# Anyone ever done Cracked Mirror top on a guitar?



## ozzman619 (Dec 11, 2012)

I'm thinking taking a Dean ML and putting a cracked mirror top on it, but honestly i have no clue even where to start or how i'm even going to go about doing it. Has anyone ever done this before or have any ideas on how it could be done?


----------



## MetalDaze (Dec 11, 2012)

According to this, it's not as mysterious as it seems. 

How to Make a Cracked Mirror Guitar | eHow.com


----------



## ozzman619 (Dec 11, 2012)

MetalDaze said:


> According to this, it's not as mysterious as it seems.
> 
> How to Make a Cracked Mirror Guitar | eHow.com



Definitely some good advice there but following that would just give me a cracked mirror onto of the guitar, i was kinda thinking of somehow routing out the top layer but keeping the binding so it'll be around the mirror.


----------



## ElRay (Dec 11, 2012)

MetalDaze said:


> How to Make a Cracked Mirror Guitar | eHow.com




I would *NOT* use a router to cut glass. Get one of those rolling-wheel glass cutters, cut-out a V-shaped piece that barely touches the outline, then cut 2-3" wide arcs off by cutting along the outline of the guitar and then cutting out to the edge of the mirror.

Ray


----------



## Stompmeister (Dec 12, 2012)

ElRay said:


> I would *NOT* use a router to cut glass. Get one of those rolling-wheel glass cutters, cut-out a V-shaped piece that barely touches the outline, then cut 2-3" wide arcs off by cutting along the outline of the guitar and then cutting out to the edge of the mirror.
> 
> Ray



If you had read the full article, it said to use the router to cut the template, and glass cutters to cut the mirror 

EDIT: I correct myself, they did say to use the router on the mirror. Thats just silly.


----------



## dtdb (Dec 12, 2012)

I believe I read an article with Hugh Manson saying that he just took an acrylic mirror, jumped on it to crack it, then glued it onto the guitar top.

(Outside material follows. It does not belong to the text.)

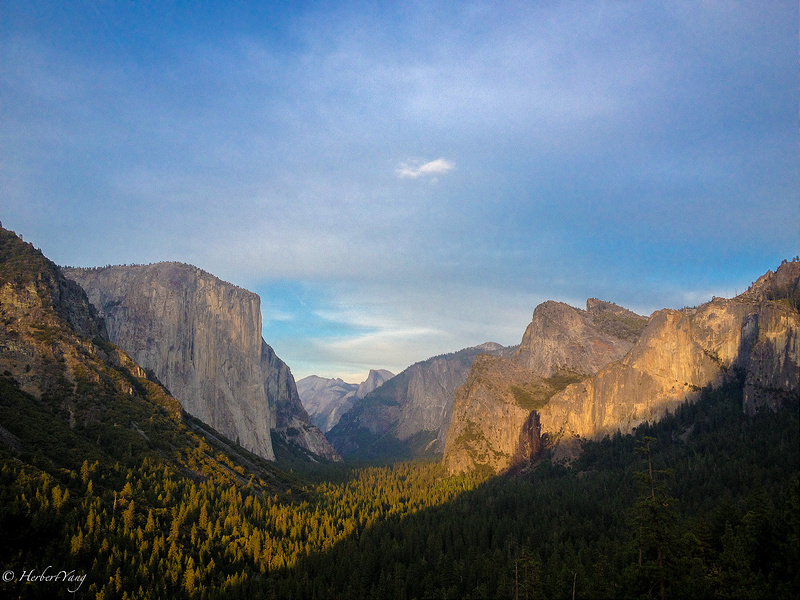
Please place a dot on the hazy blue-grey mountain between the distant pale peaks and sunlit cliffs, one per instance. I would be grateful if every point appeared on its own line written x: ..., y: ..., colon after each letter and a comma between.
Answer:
x: 410, y: 413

No point in making something more complicated than it has to be.


----------



## ElRay (Dec 12, 2012)

Stompmeister said:


> EDIT: I correct myself, they did say to use the router on the mirror. Thats just silly.

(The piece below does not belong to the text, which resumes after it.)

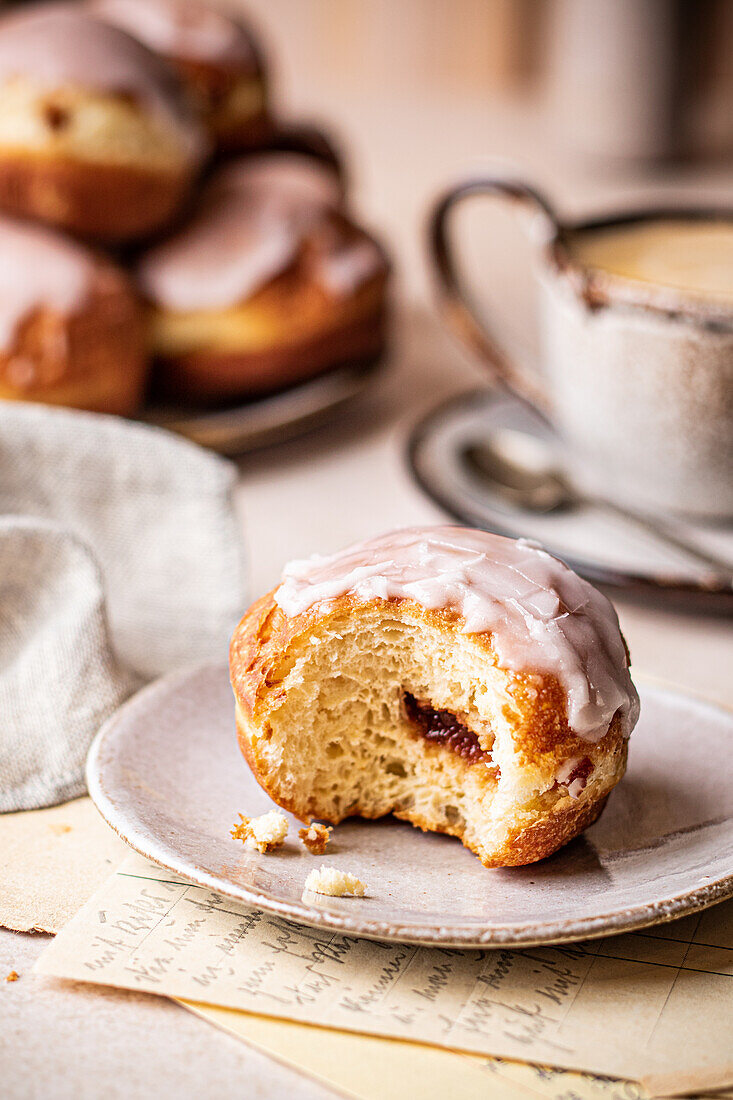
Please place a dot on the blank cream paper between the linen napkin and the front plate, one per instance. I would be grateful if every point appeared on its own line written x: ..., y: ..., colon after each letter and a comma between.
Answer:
x: 53, y: 861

... and free-hand to boot :face palm:

Ray


----------



## Kroaton (Dec 13, 2012)

Search the muse.mu forums in the kit&tab section , tons of people there have done this and everything you'd want to know is probably in the Luthiery thread there.


----------



## Itchyman (Dec 15, 2012)

MetalDaze said:


> According to this, it's not as mysterious as it seems.
> 
> How to Make a Cracked Mirror Guitar | eHow.com


In the "More Like This", I got "When to wear a thong"


----------



## Kroaton (Dec 15, 2012)

That's only advisable if you put a mirror in your crack , not the other way arround.


----------



## pondman (Dec 15, 2012)

I've got a Silvertone Paul Stanley Cracked Mirror with a perfect and totally smooth clear finish over the top. I often look at it and wonder how it was done 
It looks as though it must have been dipped.


----------